Яркостью красок, многоцветными ароматами удивлял и радовал вновь обретенный мною мир.

- Оклемался, кутенок? Выползай из логова на вольный дух, - послышался все тот же с хрипотцой голос. - А я сижу да и беседую сам со своей личностью. Вслух-то думаешь - меньше врешь, чем в уме молча раскидываешь мыслями.

Маленький старичок хоронился в трепетной тени подсолнухов, откинув на солнцепек босые ноги. Кожа на разбитых плоских ступнях потрескалась, пальцы искривились, распухли. Сединой проросла лохматая голова. Оса ползала по склеившейся от арбузного сока бороде, не по возрасту задорно избочившейся. Плетенные из морщин скулы и лоб до цыганской черноты опалены и выдублены зноем. И прежде не то в тифозном горячечном бреду, не то в яви мельтешил передо мной этот синеглазый колдун в холщовых портках и холщовой длинной навыпуск рубахе.

- Думаешь-гадаешь, где, мол, нахожусь? - спросил старик, подмигивая плутовато своими нестерпимо яркосиними глазами.

С болью разжал я запекшийся рот:

- Ничего не знаю.

- Отколь тебе знать, кто супротив сидит, о чем душа тихонько скорбит, хнычет то есть? Эх, Андрияш, родителев ты сын, никто ничего не знает.
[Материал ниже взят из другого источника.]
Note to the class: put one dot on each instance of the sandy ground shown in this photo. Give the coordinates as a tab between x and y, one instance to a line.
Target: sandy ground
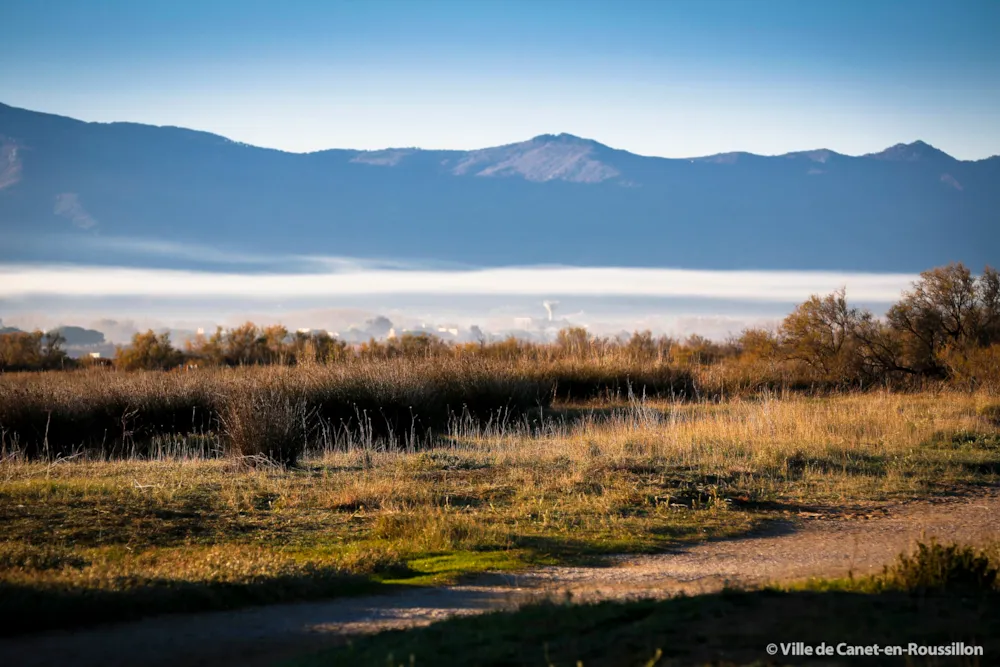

Притворяются знатоками.

Откуда-то из-за спины своей старик выкатил полосатый арбуз, потетешкал, как младенца, прижал ко впалой груди. Взблеснул кривой, из обрезка косы, нож, и арбуз треснул пополам.

- Кормись, парень - девкина радость. У сладкого семечек мало, у травяного - навтыкано. Без окон, без дверей, полна горница людей. Так и посередь зверья: мыши али зайцы в плодовитости удержу не знают, лошадь рожает по одному. Умная! А ты ешь! Арбуз красный почему? Земную кровь вбирает, солнце любит.

- Чьи бахчи, дедушка?

- Сам не знаю. Нынче ведь как живут? Кто не делал, тот ломай, кто не сеял, тот коси.

- А если поругают?

- Нынче обходительные: не ругают, а сразу вешают... Времена! Сидим и не знаем, молиться богу али повременить? Если молиться, то опять же какому богу-то?
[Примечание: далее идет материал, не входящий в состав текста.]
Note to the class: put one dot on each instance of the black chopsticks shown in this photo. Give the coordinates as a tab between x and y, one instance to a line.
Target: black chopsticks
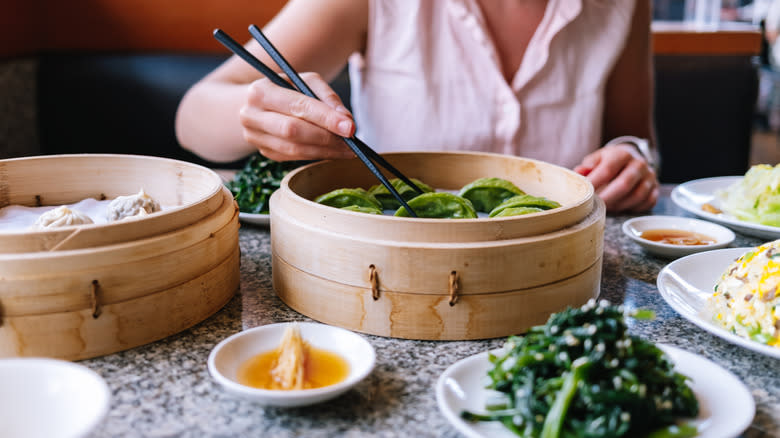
363	151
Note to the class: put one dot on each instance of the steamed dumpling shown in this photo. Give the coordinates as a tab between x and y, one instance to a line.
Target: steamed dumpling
130	206
61	216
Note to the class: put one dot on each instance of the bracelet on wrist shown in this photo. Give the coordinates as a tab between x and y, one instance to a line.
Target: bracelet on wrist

Иде он? Не запил ли с горя? Кого нам считать над собой властью? Красных? Белых? Черных?

Старик откатил тыкву, разрыл под ней песок скрюченными пальцами, вытащил красный ситцевый лоскуток, потом белый.

- Белые нагрянут - прпвяжем на палку эту тряпку.

Красных встретим красной. А вот черных нечем порадовать. Сказывали: черные войска появились. Лупит всех подряд, кто под руку подвернется. Знамя черное, как задница у черта, череп и две мотолыжки крест-накрест.

Не знает человек, где он крутится и об какой угол треснется башкой...

И я ничего не знал, где мой отец, брат, куда уехали дядя Васька Догони Ветер и Надя. В сказочном ли она теперь саду с фонтанами или скошенная хворью зарыта в чужой земле? А может, в одиночестве вот так же. как у меня, саднит душа невыгоревшей, неотболевшей любовью?

Пал с высоты на сурчину коршун, закогтил не успевшего юркнуть в нору суслика. Зашлось мое сердце неразрешимой тоской, упал я ничком в горячий песок.